6. Reanalysis of archived paleointensity data using a new statistical method.


When rocks cool from high temperature, they lock in a magnetization parallel to and proportional to the field in which they cool. By making the fundamental assumption that the magnetization is quasi-linearly related to this field, by replacing this ‘natural remanence’ with a laboratory remanence acquired in a known field, one can estimate the ancient magnetic field (the paleointensity). This is done in a step-wise fashion with the additional assumption that a magnetization acquired by cooling from a particular temperature can be removed by re-heating to the same temperature and cooling in zero field, an assumption known as “reciprocity”. Unfortunately, the reciprocity assumption is frequently violated, which can cause bias in paleointensity estimates. Paleomagnetists exclude these data using “selection criteria”, a set of statistics which describe how an experiment can fail. There is no universally accepted set of selection criteria, with each laboratory using their preferred set. This makes it difficult to compare results from different studies. 
We present a new method of analyzing paleointensity data called Bias Corrected Estimation of Paleointensity (BiCEP). Our method predicts a bias for each specimen, which allows us to estimate paleointensities that are unbiased without excluding data from the analysis. We can use this method to reinterpret previously published paleointensity data.

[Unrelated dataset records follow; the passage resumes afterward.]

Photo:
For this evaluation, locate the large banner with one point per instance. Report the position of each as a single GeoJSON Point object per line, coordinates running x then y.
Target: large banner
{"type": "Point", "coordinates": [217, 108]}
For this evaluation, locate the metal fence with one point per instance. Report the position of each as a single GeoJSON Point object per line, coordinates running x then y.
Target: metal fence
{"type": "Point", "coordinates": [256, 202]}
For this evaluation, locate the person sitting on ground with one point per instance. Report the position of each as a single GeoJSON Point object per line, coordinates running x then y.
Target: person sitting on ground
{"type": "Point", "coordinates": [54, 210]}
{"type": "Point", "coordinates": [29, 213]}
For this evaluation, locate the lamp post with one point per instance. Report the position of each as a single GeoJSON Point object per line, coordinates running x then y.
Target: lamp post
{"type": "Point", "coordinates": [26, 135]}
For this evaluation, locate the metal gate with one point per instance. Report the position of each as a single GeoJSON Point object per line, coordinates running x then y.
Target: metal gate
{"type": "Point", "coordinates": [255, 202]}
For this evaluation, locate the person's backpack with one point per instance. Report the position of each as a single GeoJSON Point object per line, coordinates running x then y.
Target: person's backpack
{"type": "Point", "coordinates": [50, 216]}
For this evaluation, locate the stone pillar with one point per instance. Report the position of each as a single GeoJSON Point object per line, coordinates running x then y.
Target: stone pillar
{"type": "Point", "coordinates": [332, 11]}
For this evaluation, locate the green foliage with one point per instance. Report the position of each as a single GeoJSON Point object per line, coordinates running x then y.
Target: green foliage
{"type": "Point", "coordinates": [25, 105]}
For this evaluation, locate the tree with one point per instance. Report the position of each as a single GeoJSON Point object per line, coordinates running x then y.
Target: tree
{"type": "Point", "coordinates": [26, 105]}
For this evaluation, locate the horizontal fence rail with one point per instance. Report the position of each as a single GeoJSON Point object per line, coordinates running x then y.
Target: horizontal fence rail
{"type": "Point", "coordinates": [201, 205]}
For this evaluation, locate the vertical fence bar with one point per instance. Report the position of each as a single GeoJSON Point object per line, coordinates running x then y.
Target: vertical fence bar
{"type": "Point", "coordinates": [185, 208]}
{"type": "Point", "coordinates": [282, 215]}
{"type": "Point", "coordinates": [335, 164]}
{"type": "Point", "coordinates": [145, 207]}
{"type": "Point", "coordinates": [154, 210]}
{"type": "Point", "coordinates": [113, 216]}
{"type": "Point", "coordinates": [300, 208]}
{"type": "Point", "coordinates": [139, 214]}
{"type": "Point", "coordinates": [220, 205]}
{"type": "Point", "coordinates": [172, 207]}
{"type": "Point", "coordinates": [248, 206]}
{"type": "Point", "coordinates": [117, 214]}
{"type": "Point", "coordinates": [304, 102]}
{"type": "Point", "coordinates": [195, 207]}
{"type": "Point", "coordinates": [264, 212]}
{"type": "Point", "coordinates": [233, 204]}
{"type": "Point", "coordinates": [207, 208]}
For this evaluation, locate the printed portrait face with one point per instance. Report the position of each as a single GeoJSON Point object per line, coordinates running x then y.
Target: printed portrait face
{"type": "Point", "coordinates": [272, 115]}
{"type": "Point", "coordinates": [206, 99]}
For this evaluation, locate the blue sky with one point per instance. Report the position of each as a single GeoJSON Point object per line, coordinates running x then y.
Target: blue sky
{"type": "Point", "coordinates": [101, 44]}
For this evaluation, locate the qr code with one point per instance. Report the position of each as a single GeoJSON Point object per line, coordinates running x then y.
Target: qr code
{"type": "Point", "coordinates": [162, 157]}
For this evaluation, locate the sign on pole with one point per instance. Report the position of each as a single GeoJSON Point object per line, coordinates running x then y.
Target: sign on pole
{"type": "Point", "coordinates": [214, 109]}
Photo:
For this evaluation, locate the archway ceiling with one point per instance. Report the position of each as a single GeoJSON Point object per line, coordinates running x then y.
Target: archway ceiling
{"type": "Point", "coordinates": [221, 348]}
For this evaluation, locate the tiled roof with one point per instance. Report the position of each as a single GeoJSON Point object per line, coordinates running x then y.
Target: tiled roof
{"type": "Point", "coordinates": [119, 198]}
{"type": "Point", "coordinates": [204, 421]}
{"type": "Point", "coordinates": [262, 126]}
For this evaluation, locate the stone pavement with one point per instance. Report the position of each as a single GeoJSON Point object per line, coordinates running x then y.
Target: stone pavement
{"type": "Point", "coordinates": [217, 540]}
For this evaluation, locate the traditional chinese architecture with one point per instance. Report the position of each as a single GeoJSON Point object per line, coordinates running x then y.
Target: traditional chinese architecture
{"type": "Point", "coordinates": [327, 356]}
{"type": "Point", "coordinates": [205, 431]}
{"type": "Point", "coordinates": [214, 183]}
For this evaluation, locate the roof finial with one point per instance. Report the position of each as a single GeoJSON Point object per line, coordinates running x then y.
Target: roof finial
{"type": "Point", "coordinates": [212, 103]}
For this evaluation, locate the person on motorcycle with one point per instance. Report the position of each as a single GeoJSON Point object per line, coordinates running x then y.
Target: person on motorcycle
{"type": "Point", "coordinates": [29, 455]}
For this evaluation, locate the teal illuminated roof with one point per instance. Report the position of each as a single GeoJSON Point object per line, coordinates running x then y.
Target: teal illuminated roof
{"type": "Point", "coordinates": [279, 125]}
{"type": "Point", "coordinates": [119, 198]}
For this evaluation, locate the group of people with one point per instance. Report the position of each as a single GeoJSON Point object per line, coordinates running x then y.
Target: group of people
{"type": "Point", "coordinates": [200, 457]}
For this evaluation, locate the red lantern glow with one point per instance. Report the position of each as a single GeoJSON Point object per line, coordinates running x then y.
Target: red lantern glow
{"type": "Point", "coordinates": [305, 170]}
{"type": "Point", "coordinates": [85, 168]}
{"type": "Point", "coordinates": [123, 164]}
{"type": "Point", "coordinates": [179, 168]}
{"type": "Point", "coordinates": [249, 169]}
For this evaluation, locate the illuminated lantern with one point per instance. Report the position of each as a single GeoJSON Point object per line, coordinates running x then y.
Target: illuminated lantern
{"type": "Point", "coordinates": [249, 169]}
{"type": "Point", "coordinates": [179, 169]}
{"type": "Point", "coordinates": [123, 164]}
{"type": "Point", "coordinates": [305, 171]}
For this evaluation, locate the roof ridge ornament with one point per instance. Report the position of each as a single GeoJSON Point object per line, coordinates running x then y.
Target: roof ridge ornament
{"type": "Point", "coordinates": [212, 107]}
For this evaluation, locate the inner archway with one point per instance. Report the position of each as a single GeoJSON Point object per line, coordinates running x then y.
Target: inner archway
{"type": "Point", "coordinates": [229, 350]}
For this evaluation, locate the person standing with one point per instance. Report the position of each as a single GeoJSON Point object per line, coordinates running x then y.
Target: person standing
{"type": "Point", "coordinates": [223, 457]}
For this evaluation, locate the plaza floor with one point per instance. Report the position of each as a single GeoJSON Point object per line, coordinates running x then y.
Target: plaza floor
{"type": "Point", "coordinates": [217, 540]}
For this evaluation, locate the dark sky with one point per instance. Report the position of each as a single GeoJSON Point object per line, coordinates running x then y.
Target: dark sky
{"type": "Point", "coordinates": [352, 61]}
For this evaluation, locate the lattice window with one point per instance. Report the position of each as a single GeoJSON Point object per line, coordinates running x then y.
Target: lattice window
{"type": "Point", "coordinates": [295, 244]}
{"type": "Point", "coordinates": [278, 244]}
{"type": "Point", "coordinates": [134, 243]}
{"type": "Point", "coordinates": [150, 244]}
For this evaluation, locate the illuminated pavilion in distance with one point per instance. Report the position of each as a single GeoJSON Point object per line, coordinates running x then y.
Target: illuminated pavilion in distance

Along with this method, we present a notebook which provides tools for reading in data, applying the BiCEP method, and analyzing, visualizing and exporting the results. The notebook also contains a fully functional GUI, which can be used for all of these processes. We hope that paleomagnetists will be able to use these tools to (re)analyze their data in a more consistent manner and to improve the quality of paleointensity estimates.